Additional information
- Time zone: IST (UTC+5:30);
- PIN: 744202
- Telephone code: 031927
- ISO code: IN-AN-00
- Official website: www.and.nic.in
- Literacy: 84.4%
- Avg. summer temperature: 30.2 °C (86.4 °F)
- Avg. winter temperature: 23.0 °C (73.4 °F)
- Sex ratio: 1.2♂/♀
- Census Code: 35.639.0004
- Official Languages: Hindi, English

= Sound Island =

Sound Island is an island of the Andaman Islands. It belongs to the North and Middle Andaman administrative district, part of the Indian union territory of Andaman and Nicobar Islands. The island lies 144 km north from Port Blair.

==History==
The island was under the control of Japanese during World War II, and housed a small team of Japanese army personnel whose assignment was to sound and alert the army in Mayabunder of approaching enemy ships by sounding drums and bugles.

==Geography==
The island belongs to the Stewart Sound Group and lies between Square Island and Goose Island.
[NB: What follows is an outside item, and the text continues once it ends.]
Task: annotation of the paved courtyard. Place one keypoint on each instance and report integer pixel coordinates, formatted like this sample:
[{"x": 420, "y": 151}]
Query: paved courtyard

The island is the biggest of the group, having an area of almost 13 km2.
Small Square Island 0.1 ha, just at the southern tip, has an automated lighthouse located on it.

==Administration==
Politically, Sound Island, along neighboring Stewart Sound Group Islands, is divided between Diglipur Taluk and Mayabunder Tehsil.